It is preferred as construction material 15 To use a powder containing powder grains of different grain sizes (grain sizes). For example, the build-up material may consist of two powder components whose powder grains differ significantly from each other in terms of grain size, that is, that the particle size distributions of the powder components do not overlap or only to a small extent.

By ablation, holes are formed in a solidified layer or in a plurality of solidified layers, the holes being sized sufficiently large that at least a portion of the powder grains of the second powder component penetrate into the holes, and the holes are sized sufficiently small such that the holes are sized Grains of the first powder component substantially can not penetrate into it. When applying the next layer of building material 15 Substantially, only powder of the second powder component penetrates into the holes. The two powder components differ from one another with regard to a material property, for example the first powder component may consist of an electrical insulator and the second powder component of metallic particles, so that upon selective solidification of an applied layer of the building material 15 in the solidified area an electrically insulating composite material is produced. The metallic particles entering the holes produced by the post-treatment in the solidified area form a metallic conductor in the holes.

It is also possible to create grooves by ablation in the subsequent application of a layer of the building material 15 essentially only powder of the second powder component can penetrate. As a result, long narrow zones can be produced which have a different material property than their surroundings. If the second powder component consists approximately of metallic particles, electrically conductive tracks can be produced in this way. For example, if the second powder component consists of particles made of glass or another transparent material, optical fibers can be produced in this way.

In a further exemplary embodiment of the invention, an aftertreatment in the part area to be post-treated is an optical process Material property changed, for example, the color, the absorption capacity or the optical transmission (transmission). This can be achieved, for example, by irradiating the partial area with the beam 22 for solidifying or with another beam 27 in the partial area an opaque material composite produced by sintering is melted and solidified to form a transparent composite material. This can also be done, for example, by applying one of the building material 15 different substance, which einlagert in the solidified layer and thereby, for example, by coloring or with this a chemical reaction, reach the sub-area.

In a further embodiment, a material different from the building material is applied, which etches previously solidified material in the partial area.

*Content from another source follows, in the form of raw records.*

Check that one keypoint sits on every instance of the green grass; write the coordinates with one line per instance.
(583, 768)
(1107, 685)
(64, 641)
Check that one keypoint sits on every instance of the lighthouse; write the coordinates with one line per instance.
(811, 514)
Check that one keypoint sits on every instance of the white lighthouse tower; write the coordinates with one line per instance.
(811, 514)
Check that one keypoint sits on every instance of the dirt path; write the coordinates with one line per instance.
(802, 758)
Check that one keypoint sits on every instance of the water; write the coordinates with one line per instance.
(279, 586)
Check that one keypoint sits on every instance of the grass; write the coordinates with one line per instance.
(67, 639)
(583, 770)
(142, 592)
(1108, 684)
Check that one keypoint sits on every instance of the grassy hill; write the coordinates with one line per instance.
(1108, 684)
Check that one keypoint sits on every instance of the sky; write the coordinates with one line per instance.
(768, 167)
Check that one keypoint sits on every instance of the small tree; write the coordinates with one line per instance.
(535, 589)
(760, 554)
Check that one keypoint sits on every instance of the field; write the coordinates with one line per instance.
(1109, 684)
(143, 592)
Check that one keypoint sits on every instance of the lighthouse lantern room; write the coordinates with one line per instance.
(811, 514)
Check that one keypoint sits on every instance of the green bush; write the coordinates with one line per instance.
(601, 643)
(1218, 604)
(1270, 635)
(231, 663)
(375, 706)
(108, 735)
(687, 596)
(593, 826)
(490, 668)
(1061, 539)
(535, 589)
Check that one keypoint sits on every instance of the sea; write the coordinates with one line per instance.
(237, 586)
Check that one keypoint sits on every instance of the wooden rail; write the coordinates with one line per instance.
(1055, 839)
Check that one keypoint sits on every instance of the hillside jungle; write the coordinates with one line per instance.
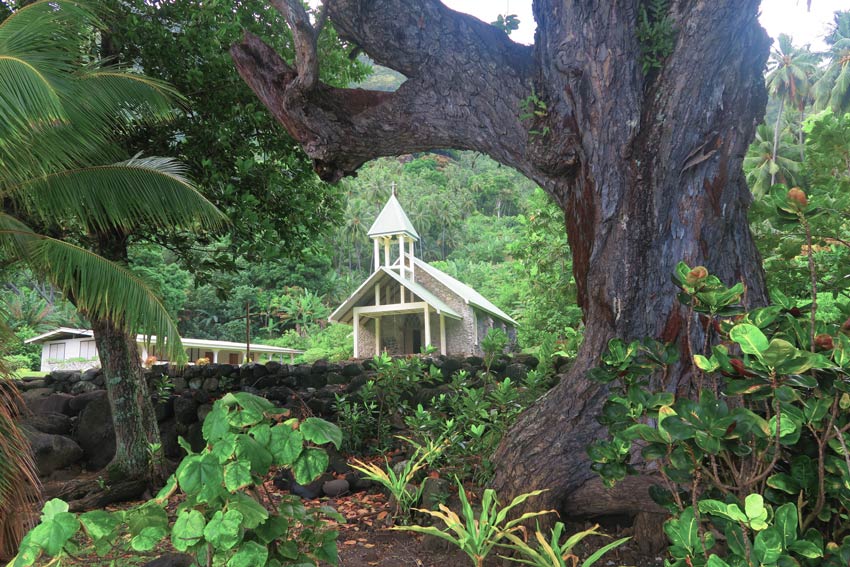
(754, 470)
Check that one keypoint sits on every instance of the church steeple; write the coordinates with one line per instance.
(393, 224)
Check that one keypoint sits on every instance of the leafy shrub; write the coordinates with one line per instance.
(222, 518)
(761, 455)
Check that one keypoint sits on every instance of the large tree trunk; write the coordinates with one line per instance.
(136, 429)
(647, 167)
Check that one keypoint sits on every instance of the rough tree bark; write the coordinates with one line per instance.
(646, 167)
(132, 413)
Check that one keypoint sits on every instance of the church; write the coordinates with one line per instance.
(406, 304)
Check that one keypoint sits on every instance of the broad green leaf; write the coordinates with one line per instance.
(188, 529)
(320, 431)
(806, 549)
(54, 532)
(99, 523)
(200, 475)
(253, 513)
(682, 531)
(250, 554)
(310, 464)
(785, 522)
(756, 512)
(751, 339)
(224, 530)
(148, 538)
(259, 457)
(286, 444)
(237, 475)
(705, 364)
(767, 546)
(216, 425)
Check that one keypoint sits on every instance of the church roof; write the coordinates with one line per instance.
(467, 293)
(343, 312)
(392, 220)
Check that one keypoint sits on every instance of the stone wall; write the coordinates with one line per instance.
(70, 426)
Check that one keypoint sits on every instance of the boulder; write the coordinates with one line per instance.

In the context of the invention, embodiments are possible in which, as an alternative or in addition to the action of radiation on the part to be post-treated, at least the portion to be post-treated is exposed to the effect of a field. The field may be a magnetic and / or electrical and / or electromagnetic field. The field can be homogeneous or inhomogeneous. The field can be constant or time-varying. After the field lines of this field, for example, magnetic and / or electrically conductive particles or fibers, which are embedded in the solidified layer, align. In this way, for example, sintered components made of composite materials with an increased alignment of fibers strength and magnetized sintered components can be produced.

The post-treatment for changing an electrical and / or optical and / or magnetic and / or mechanical material property and / or the spatial orientation of particles takes place in a portion of the solidified region which is only a predetermined part of the solidified region, that is, it becomes not the entire solidified area after-treated, but only a part thereof, wherein size, shape and position of the part are set in advance. In this case, the partial region preferably lies in the interior of the solidified region. It is also possible within the scope of the invention to carry out the aftertreatment in a partial area which lies at the edge of the solidified area, around a three-dimensional object 2 which has zones on the surface in which the property obtained by the aftertreatment is present. For example, such an otherwise electrically insulating three-dimensional object 2 be generated, having on its surface an electrically conductive trace.

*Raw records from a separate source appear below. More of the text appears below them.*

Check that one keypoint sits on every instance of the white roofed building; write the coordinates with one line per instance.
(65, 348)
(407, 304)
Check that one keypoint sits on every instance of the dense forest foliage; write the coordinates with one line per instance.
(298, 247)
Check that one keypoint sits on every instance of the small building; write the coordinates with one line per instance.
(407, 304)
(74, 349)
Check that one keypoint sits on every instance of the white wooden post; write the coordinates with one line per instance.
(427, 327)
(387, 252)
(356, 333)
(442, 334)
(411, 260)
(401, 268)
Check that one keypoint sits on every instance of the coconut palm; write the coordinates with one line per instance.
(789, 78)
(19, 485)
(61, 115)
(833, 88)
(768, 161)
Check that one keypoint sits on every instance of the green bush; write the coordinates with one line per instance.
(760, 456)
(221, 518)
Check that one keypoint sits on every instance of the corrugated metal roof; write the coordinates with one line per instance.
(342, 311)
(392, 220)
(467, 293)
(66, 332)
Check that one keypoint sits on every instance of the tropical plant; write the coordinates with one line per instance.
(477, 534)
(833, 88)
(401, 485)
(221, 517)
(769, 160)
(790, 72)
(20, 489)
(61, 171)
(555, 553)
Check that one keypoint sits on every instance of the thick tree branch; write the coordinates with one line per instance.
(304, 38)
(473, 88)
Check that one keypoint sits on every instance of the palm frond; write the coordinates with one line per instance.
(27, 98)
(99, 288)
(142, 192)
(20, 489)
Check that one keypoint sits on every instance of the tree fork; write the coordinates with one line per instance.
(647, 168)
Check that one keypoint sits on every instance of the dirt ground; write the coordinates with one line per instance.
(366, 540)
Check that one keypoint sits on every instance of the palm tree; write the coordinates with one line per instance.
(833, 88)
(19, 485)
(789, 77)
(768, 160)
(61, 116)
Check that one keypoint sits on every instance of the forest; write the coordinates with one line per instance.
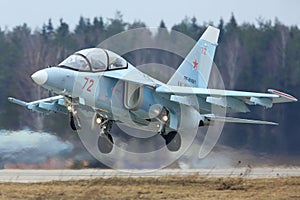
(249, 57)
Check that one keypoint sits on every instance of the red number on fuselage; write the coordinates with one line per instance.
(89, 82)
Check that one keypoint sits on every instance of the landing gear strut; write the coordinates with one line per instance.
(173, 140)
(74, 120)
(105, 140)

The aftertreatment can also be carried out in order to change a mechanical material property, in particular the material hardness, in a partial region which is merely a predefined part of the solidified region. This is preferably a three-dimensional object 2 manufactured, which has in its interior zones of increased hardness and / or strength, which is the three-dimensional object 2 gives overall increased stability.

The individual features of the embodiments described above can, as far as possible, be combined with each other as desired. For example, after-treatment of a portion of the solidified area can be accomplished both by scanning the portion with the beam 22 for solidifying or with another beam 27 as well as by the action of a substance different from the building material.

Although the present invention has been described with reference to a laser sintering or laser melting apparatus, it is not limited to laser sintering or laser melting. It can be applied to any methods of manufacturing a three-dimensional object by layering and selectively strengthening a building material. The building material may be powdered, as is the case for example in laser sintering or laser melting. However, it can also be liquid, as is the case, for example, with the processes known by the name "stereolithography".

The irradiation device can comprise, for example, one or more gas or solid-state lasers or lasers of any other type, for example laser diodes, in particular vertical cavity surface-emitting laser (VCSEL) or vertical external cavity surface-emitting laser (VECSEL). Generally, any device can be used as the irradiation device, with which energy can be selectively applied as wave or particle radiation to a layer of the building material. Instead of a laser, for example, another light source, an electron beam or any other energy or radiation source can be used, which is suitable to solidify the building material. Instead of deflecting a beam, it is also possible to use exposure with a movable line imagesetter. Also, selective mask sintering using an extended light source and a mask, or high-speed sintering (HSS), which selectively applies to the build material a material that increases the radiation absorption at the locations corresponding to the object cross section (Absorption internals) or decreased (inhibition internals), and then unselective can be exposed over a large area or with a movable line imagesetter, the invention can be applied.

As the building material, various kinds of powder may be used, among others, metal powder, plastic powder, ceramic powder, sand, filled or mixed powder.

QUOTES INCLUDE IN THE DESCRIPTION

This list of the documents listed by the applicant has been generated automatically and is included solely for the better information of the reader. The list is not part of the German patent or utility model application. The DPMA assumes no liability for any errors or omissions.

Cited patent literature

• DE 19514740 C1 [0003]
• DE 102009051551 A1 [0005]
• WO 2013/127655 Al [0006]
• DE 102012014841 A1 [0007]
• DE 10028063 A1 [0008]

Cited non-patent literature

• ISO 11358 [0020]
• ISO 11358-1: 2014 [0020]
• ISO 11358-2: 2014 [0020]
• ISO 11358-3: 2013 [0020]

Claims (15)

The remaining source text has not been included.